Athènes fut beaucoup mieux disposée envers les métèques que la plupart des villes grecques. Ce n’est que justice, car ce sont eux qui font la richesse de la cité (ils sont ouvriers, industriels, commerçants, banquiers) et la fortune du port du Pirée. Elle doit une bonne part de sa gloire aux artistes, philosophes étrangers qui vinrent s’installer en Attique. Mais la réalité grecque interdisait qu’on aille plus loin qu’elle le fit dans le libéralisme.

• Les esclaves : 150 000 ? 400 000 ? Ils étaient nombreux ; on alla jusqu’à penser qu’ils auraient dû l’être plus pour que les citoyens, libérés entièrement des soucis matériels et de la nécessité de travailler, pussent exercer véritablement leurs droits civiques, et que la démocratie pût fonctionner.

Il y eut peu de révoltes d’esclaves à Athènes, seuls les mineurs du Laurion, qui extrayaient du sol le plomb argentifère, pensèrent à rompre leurs fers. Néanmoins, leur condition était sombre, car ils n’avaient que très peu d’espoir de retrouver (c’étaient souvent des prisonniers de guerre) la liberté : l’Athénien n’affranchissait pas beaucoup, l’affranchi risquait d’être revendu s’il ne pouvait respecter les clauses du contrat, rançon de sa liberté. Certains purent faire fortune, très peu.

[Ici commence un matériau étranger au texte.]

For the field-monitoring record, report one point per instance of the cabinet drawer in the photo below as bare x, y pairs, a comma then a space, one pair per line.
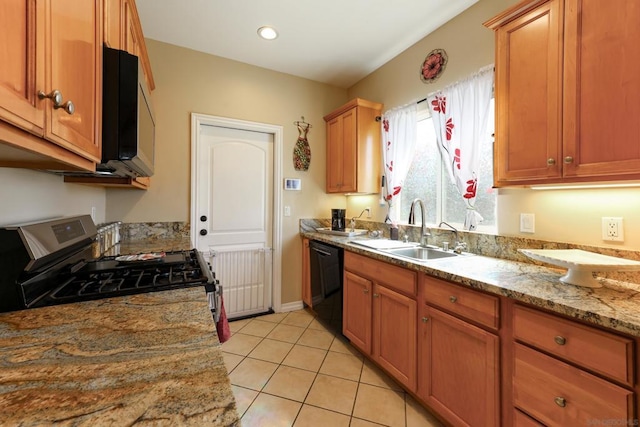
394, 277
522, 420
470, 304
558, 394
599, 351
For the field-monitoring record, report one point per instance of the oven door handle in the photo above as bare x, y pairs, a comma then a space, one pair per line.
214, 302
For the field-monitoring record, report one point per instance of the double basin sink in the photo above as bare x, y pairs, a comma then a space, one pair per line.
409, 250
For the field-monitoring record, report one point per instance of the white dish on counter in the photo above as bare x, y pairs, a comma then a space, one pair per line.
581, 264
347, 232
384, 243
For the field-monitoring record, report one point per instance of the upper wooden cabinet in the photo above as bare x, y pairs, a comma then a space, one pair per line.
51, 48
353, 148
567, 92
122, 30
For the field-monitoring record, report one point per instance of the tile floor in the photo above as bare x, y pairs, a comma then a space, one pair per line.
287, 369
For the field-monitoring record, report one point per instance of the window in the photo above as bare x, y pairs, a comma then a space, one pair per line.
427, 180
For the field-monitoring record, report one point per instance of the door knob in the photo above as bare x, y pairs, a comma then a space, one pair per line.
560, 340
68, 107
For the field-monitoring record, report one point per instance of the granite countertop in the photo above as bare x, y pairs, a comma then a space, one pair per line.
152, 358
616, 305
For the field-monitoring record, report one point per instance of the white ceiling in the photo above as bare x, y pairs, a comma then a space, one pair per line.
331, 41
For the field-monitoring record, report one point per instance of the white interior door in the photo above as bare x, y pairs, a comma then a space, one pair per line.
233, 213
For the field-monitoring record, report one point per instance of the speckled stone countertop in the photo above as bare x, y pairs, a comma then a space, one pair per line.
148, 359
616, 305
143, 359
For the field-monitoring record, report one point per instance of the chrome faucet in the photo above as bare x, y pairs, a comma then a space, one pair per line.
424, 234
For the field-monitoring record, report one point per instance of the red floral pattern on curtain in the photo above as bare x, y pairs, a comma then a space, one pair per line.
398, 139
460, 115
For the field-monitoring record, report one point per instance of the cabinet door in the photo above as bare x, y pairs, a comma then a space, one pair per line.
356, 315
334, 156
529, 97
21, 70
306, 273
74, 52
341, 153
348, 151
395, 334
459, 369
602, 88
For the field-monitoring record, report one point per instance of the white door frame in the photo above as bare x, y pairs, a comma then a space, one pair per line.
203, 119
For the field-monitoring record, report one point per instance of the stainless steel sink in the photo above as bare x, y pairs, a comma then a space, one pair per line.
420, 253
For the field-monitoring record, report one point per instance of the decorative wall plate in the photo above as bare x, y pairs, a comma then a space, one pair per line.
433, 65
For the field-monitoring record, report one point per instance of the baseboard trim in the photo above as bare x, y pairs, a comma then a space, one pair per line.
291, 306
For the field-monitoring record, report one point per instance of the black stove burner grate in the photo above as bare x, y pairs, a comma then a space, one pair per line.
115, 280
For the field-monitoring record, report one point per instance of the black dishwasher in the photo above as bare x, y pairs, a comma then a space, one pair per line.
326, 283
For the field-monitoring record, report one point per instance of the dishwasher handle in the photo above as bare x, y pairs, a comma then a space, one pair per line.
321, 252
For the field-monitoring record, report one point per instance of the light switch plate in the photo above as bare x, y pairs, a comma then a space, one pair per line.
527, 223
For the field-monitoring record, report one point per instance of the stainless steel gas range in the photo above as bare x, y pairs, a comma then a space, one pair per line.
52, 262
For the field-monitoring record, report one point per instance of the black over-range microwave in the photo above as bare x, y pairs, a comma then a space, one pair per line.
128, 124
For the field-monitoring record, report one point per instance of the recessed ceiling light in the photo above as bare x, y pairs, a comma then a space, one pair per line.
267, 33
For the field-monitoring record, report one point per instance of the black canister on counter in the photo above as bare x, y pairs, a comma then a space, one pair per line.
338, 219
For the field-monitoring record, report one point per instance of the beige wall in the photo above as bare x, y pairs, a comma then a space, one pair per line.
572, 216
188, 81
27, 195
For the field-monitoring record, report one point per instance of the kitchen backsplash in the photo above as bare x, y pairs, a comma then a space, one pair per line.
154, 230
503, 247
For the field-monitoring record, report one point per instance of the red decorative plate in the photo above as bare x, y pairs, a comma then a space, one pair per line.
433, 65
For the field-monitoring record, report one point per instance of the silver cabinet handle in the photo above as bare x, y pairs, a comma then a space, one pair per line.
560, 340
55, 96
560, 401
68, 107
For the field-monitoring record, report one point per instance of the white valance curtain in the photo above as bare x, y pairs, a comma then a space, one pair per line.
460, 116
399, 128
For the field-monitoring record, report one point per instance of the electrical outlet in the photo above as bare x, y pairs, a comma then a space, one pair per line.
527, 223
612, 229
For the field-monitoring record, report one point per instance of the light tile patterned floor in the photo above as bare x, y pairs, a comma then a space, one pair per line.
287, 369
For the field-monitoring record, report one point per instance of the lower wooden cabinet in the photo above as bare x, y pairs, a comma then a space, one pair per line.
394, 334
357, 310
306, 273
477, 359
558, 394
459, 369
566, 373
378, 319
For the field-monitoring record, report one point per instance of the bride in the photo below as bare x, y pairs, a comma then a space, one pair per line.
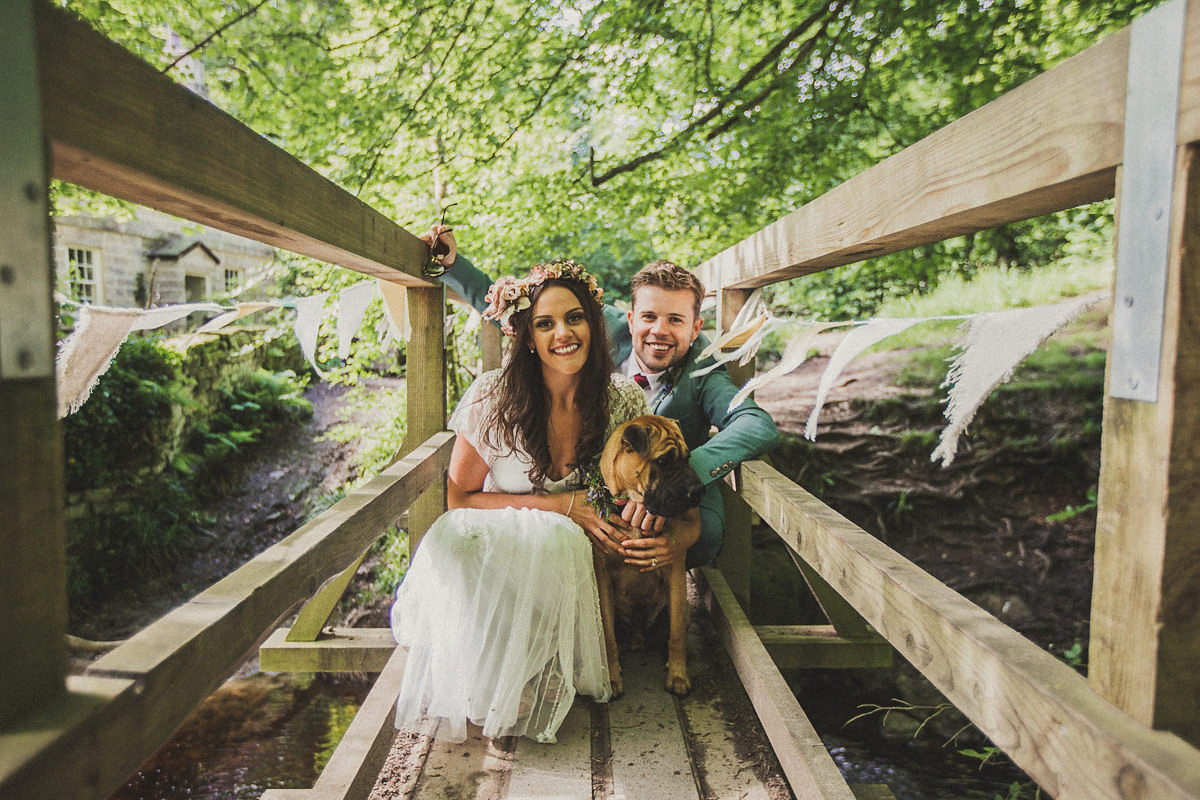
498, 609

Le peuple possède le pouvoir législatif

Tout citoyen a le devoir de participer en personne (une fois par semaine environ) aux réunions de l’ecclésia, l’« assemblée du peuple », qui gouverne la cité. Tous ceux qui le peuvent (il est parfois difficile à certains de perdre une journée de travail ou de venir du fin fond de l’Attique) viennent, en toute égalité, trancher les problèmes qui se posent à l’État, sur la Pnyx, hauteur attenant à la colline des Muses. On avait construit là un vaste hémicycle où auraient pu s’installer 18 000 personnes (en fait, l’assemblée en réunissait rarement 6 000).

Précédée de sacrifices qui mettent le travail de l’ecclésia sous la protection divine, l’assemblée traite des différents points de son ordre du jour. Sur un signe du président de séance, le héraut lit au peuple le rapport qu’a rédigé sur chacune des questions pendantes le conseil (ou boulê) chargé de préparer la séance. Le peuple vote pour savoir s’il y a lieu de discuter le rapport ou s’il l’accepte tel quel ; en général, la discussion s’ouvre. Tout citoyen peut y prendre part (sauf s’il se trouve sous le coup d’une poursuite pénale), argumenter, proposer des amendements, des contre-projets en toute liberté : marchant de long en large sur la tribune, face au cadran solaire que l’on a fini par installer, il parle, membre du peuple souverain, au nom de la cité ; le caractère sacré de son acte est souligné par le fait qu’il porte sur le front la couronne de myrthe. Liberté ne pouvant aller sans responsabilité, l’orateur peut être attaqué en justice s’il propose des solutions illégales ; aussi ne prennent la parole que ceux qui se sont préparés à la vie publique ; en fait, chacun peut devenir expert en art politique, les assemblées locales nombreuses et importantes lui permettant d’acquérir aux moindres frais l’expérience des affaires. À la fin de la discussion, l’assemblée vote, en général à main levée (sauf dans certains scrutins particulièrement solennels).

L’assemblée dispose de pouvoirs illimités : elle discute et contrôle toute la vie du pays. Elle reçoit les ambassadeurs, désigne ceux que l’on enverra en mission à l’étranger, décide de la guerre ou de la paix, surveille les généraux, vote les crédits militaires et contrôle ainsi le budget. En matière de politique intérieure, elle a l’initiative des décrets ou des lois.